One Way Out: The Inside History of the Allman Brothers Band
St. Martin's Press
Apparently the calling to go out and capture the American spirit on canvas came to Norman Rockwell at an early age. Picking up the mantel, and paintbrush, he documented boys at play, secretaries at work, housewives baking pies and other scenes brilliantly depicting various aspects of Americana. What he neglected to chronicle however, either intentionally or not, is what has come to be one of the great American settings and a true stroke of "Americana." As true as a barbecue on the fourth of July and as powerful as the accompanying fireworks display is the sight of the Allman Brothers Band barreling across the barren western landscape by bus or playing on a stage before a careening crowd of adoring fans. Those responsibilities and that portrait have thankfully been left to complete by author/journalist Alan Paul in his new book One Way Out: The Inside History of the Allman Brothers Band
With a foreword by drummer Butch Trucks and an afterword by co-drummer Jaimoe, One Way Out
tells the perfectly timed and gripping tale of a band destined to come together, find their identity and work to make some of the most meaningful and memorable music of the last 45 years. This is a riveting story of perseverance against all odds; personal conflicts, death of loved ones, drug abuse, loss of direction, legal problems and all manner of hardships and discomforts in the ultimate quest for self expression and the achievement of a long envisioned and sought after sound. Aside from being a glowing testimony to Mr. Paul's journalistic prowess and access to the band, the hundreds of interviews Mr. Paul has conducted over the years with the band itself, their friends, roadies, managers, record company executives and family, also form the structural foundation of the book. Though a chronological narrative of the band, what fascinates is that the tale is told through the words and only the words of the principles and those intimately involved thereby lending the written word a strong sense of truth and authenticity.

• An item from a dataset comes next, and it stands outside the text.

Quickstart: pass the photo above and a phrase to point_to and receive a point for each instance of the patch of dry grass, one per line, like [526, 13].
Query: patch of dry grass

Statements by one person are at times immediately bolstered by another. At other moments, statements are disputed and varying views of events are presented. The back and forth dialogue all lends a very human and truth-seeking element to the telling of this unique story and seemingly transports the reader to the time and place of the events. Mr. Paul provides an intimate look at the inner workings of the band and the passion that has driven it forward these many years. Early in the Allman Brothers career, for instance, the band was staying in Boston
for a brief period. Anxious to get into a club, The Tea Party, to rehearse their music and lacking the owners phone number, they called the local Rock station and cajoled the DJ into sending out an impassioned plea over the airwaves for the club's owner to come down and open the space. On another occasion at their base in Macon, Georgia, they called in the wee hours of the morning to have the Capricorn Records studio opened. Gregg Allman, fresh from having penned a rough initial version of "Midnight Rider," wanted to lay it down on tape before the inspiration to complete the tune evaporated. Being told to go back to sleep and wait for work-a-day hours before the studio would be available, they proceeded to take matters into their own hands and broke into the space through a forlorn window and started flipping all available switches to get the lights, mikes and tape equipment up and running. These visceral accounts and others give some inkling into how, and perhaps more importantly, why the band was able to make the inroads they did and how, due to their tenacity, they have had such staying power over the ensuing years.
Perhaps the most poignant sections of the book deal with the Allman Brothers Band's beloved and fallen leader Duane Allman. That he is still loved and credited with forming the band goes without saying. The fact that he is still revered, that his presence is still felt and that his spirit inspires the band to this very day imparts a depth to the music and to the experience of witnessing a live performance that is rare if not impossible to find elsewhere.
"Probably not a day goes by riding around on the buses that we don't talk about Duane. It's almost like he's with us. Sometimes when I'm on stage I can feel his presence so strong I can almost smell him. I don't want to get too cosmic, but it's like he's right there next to me."